The administrator or the property is both named underneath the desire by the testator (with the consent of the individual), assigned by the heirs if nobody is indicated underneath the desire or appointed by a courtroom upon the request of 1 or a number of heirs ought to the heirs haven’t any settlement on the matter.

The place there’s a property (a share within the statutory (share) capital of an financial partnership or an organization, securities, unique rights, and so on), which wants not solely preservation but additionally administration within the composition of succession, a notary should conclude a belief administration contract with respect to such property. A industrial organisation or non-public entrepreneur in addition to a pure individual or non-commercial organisation (because of the truth the belief administration is established primarily based on the regulation), could also be appointed as a belief supervisor. Neither a state physique nor the self-governance physique could also be appointed as a belief supervisor. Additionally, belief managers might not be beneficiaries underneath the belief administration contract. 

How does title to a deceased’s belongings go to the heirs and successors? What are the foundations for administration of the property?

As a matter of the final guidelines the proceedings of inheritance is as follows:

  • Inside six months after the demise of a person, his or her heirs have to submit a written utility to the notary public of the final place of dwelling of a person on acceptance or renouncement of the succession. The collectors of a deceased individual might register the obligations once more inside six months after the demise of a person.
  • Upon the request of heirs , the administrator of an property or different events, the notary collects details about the property of the deceased individual (identification of widespread marital property is obligatory whatever the request), in addition to supplies actions for the protecting and administration of the property, for instance, requesting the switch of money to a notary deposit, compiling a list of the property, transferring the property to the storage of heirs or third events and coming into right into a belief administration contract (if essential). 
  • After the passing of six months because the demise of a person upon the request of the heirs who’ve accepted the succession, the notary should subject the inheritance certificates along with the certificates on possession for spouses in case of widespread marital property. 


The heirs might also settle for the succession by means of the precise possession or administration of the property shall it happen inside six months after the demise of a person. Ought to any inheritor settle for the precise possession or administration of the property, that inheritor might apply to the notary with request to recognise that truth by the issuance of a certificates on affirmation and the inheritance certificates thereunder.

The inheritor might settle for the inheritance six months after the demise of a person ought to all different heirs subject notary verified consents thereon.

It’s not permitted to just accept the succession underneath a situation or with reservations.

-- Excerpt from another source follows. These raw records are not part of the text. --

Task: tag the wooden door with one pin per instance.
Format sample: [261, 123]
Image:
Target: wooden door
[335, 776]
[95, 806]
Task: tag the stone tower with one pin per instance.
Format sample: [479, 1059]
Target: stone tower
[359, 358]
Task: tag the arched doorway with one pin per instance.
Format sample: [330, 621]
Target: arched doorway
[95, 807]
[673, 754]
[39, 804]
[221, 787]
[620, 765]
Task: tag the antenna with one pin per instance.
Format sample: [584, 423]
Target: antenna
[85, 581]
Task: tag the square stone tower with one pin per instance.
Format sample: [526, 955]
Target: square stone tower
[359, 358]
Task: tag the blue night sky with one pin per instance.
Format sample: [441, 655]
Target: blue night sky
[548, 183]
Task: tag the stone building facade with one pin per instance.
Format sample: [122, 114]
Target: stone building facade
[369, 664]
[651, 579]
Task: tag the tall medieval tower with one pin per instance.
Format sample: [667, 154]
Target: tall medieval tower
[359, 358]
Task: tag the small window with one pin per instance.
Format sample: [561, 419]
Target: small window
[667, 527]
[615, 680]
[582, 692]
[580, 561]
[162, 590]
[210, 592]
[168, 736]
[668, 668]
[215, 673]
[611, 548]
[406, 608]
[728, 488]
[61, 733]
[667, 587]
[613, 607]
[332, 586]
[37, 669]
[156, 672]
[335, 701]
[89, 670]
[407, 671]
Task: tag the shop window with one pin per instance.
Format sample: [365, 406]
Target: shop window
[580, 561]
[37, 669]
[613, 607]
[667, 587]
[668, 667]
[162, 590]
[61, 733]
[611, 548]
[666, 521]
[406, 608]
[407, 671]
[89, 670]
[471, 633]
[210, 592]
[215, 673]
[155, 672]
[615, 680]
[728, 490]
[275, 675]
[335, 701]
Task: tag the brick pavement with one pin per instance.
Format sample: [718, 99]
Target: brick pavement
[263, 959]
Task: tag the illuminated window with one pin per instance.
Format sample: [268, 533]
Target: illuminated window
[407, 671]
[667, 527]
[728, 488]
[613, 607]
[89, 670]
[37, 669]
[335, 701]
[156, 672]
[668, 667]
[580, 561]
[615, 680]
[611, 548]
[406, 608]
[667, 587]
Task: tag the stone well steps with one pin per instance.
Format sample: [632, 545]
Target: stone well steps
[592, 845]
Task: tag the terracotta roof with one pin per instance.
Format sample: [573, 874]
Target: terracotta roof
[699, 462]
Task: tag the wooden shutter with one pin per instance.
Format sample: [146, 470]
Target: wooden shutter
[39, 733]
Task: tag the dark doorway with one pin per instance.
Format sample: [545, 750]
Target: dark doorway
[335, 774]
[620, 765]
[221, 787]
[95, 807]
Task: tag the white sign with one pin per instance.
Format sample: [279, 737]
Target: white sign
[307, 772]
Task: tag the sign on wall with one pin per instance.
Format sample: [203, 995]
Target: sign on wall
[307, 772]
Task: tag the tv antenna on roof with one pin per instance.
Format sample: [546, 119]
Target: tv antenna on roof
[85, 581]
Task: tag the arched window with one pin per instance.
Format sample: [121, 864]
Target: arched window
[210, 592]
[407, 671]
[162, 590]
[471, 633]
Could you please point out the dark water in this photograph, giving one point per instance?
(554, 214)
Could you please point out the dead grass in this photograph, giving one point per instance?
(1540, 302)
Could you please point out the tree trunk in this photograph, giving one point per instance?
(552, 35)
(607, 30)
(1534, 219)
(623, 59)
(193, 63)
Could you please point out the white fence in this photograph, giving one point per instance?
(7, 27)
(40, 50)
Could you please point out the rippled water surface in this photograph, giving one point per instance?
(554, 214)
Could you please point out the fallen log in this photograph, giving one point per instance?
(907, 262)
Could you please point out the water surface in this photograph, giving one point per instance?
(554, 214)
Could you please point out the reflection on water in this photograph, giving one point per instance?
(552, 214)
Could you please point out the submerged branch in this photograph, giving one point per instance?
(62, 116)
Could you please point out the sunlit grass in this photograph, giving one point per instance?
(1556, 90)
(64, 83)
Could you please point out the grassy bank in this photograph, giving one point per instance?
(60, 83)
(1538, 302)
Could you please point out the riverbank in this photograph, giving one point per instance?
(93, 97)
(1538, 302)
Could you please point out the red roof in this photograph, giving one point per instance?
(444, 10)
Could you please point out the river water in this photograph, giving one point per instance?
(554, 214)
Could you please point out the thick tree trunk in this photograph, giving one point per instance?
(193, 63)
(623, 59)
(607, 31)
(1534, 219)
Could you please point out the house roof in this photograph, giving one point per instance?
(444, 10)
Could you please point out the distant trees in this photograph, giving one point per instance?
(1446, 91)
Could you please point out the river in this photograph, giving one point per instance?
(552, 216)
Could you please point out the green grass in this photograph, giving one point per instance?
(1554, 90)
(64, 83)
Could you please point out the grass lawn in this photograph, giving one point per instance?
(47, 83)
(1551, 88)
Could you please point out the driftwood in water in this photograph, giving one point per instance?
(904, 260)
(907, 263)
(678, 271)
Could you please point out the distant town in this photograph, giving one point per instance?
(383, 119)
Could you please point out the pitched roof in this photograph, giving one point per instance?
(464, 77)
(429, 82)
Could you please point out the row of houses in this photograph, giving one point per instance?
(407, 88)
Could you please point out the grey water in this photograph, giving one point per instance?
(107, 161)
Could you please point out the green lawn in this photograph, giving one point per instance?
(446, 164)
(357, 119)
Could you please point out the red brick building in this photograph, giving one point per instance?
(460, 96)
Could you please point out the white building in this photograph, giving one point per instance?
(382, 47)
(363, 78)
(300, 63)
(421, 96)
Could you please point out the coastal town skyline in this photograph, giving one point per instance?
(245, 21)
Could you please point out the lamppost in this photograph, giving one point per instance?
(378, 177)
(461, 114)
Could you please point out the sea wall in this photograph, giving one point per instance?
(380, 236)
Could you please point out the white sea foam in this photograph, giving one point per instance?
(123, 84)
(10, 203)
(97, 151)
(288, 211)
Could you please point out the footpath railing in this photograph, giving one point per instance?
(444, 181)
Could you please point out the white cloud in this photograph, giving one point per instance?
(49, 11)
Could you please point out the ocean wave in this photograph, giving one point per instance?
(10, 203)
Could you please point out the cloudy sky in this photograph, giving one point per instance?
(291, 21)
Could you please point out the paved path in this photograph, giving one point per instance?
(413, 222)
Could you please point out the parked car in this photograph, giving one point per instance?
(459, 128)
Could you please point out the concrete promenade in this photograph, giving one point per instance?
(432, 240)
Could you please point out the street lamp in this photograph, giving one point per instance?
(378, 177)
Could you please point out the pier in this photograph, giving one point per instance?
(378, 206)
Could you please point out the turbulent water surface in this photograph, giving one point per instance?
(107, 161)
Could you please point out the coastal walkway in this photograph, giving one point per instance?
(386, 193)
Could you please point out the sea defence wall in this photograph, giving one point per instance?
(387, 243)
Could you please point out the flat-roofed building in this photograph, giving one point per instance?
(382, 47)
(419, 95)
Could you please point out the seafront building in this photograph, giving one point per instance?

Acceptance of a portion of the succession by an inheritor implies that the entire succession is accepted. 


Is there a process for disillusioned heirs and/or beneficiaries to make a declare towards an property?

The disillusioned heirs or beneficiaries are entitled to deliver a declare towards different heirs or beneficiaries. There are not any particular guidelines regulating the civil process on inheritance associated claims, specifically, these claims are thought-about as civil regulation claims topic to the jurisdiction of the courts of common jurisdiction of Armenia.